We have a "very big" data challenge, whereby we are trying to leverage Neo4J Cypher to reduce the data from 10^10 records down to 10^6 records. The approach is to create 10^2 DB instances, each with about 10^8 relationships and nodes, operating in batch.
Each instance needs to export about 10^5 records resulting from a query. Whereas the import is impressively fast, the best export performance we're getting is about 200 records per second. Clearly, it is not possible to export 10^5 records using such a trickle.
To be clear, the import speed is good: I can import 6M nodes, 33M relationships and 19M properties within 200-240 secs. For most cases, this is sufficient to load about 10^8 records within minutes.

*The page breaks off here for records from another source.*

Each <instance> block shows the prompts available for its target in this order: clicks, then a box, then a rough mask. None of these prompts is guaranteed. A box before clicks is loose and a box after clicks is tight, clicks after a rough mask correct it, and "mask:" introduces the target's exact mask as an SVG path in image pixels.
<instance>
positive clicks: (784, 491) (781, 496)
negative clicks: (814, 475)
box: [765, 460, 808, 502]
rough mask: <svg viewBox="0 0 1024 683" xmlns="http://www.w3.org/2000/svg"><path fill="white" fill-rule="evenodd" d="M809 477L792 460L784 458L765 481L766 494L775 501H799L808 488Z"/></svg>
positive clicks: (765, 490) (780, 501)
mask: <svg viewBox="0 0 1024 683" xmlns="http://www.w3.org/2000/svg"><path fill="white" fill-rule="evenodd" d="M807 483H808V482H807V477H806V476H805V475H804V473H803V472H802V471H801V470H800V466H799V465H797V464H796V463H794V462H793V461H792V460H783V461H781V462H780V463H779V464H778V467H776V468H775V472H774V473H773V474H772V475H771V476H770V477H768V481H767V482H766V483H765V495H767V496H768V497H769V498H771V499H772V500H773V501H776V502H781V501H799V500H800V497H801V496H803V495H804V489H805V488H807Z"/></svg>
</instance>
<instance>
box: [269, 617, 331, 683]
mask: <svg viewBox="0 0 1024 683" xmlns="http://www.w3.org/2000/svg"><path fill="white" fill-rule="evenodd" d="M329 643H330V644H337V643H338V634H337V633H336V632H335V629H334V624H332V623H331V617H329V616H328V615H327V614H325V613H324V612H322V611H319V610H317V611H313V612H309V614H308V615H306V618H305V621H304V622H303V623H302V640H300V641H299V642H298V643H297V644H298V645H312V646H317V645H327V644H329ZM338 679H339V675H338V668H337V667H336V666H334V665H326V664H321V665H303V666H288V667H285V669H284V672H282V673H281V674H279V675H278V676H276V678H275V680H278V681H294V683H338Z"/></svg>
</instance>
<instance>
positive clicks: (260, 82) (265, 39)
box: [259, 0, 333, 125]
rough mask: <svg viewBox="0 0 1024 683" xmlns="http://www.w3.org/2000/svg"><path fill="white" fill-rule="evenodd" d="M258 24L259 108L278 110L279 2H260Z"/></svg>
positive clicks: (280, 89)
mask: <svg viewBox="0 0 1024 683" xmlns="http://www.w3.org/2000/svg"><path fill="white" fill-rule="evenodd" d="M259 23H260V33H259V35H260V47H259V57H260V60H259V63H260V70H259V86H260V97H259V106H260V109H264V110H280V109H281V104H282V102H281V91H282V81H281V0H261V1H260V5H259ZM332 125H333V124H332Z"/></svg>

The queries are performing well, starting to stream within less than a sec; no issue there.
The export throughput is not acceptable. I have tested 3 approaches for the export:
Option 1: Using cypher shell pipes:
"cat query.txt | ./bin/cypher-shell -u ... -p ... --format plain > result.txt"
Option 2: Using python py2neo
Option 3: Using REST via the webapp.
The performance results of options 1 and 2 are almost identical, peaking at 200 records per second, with flattening occurring above 20,000 records. Specifically, retrieving 22280 requires 111.67 seconds. Note that this query starts streaming within <50msec; all the time is spent streaming!
With Option 3, the same 22280 records require 115 seconds, implying that the REST API overhead is <4%.
I was expecting to achieve >10,000 records per second.
How do I get the export to be >50x faster???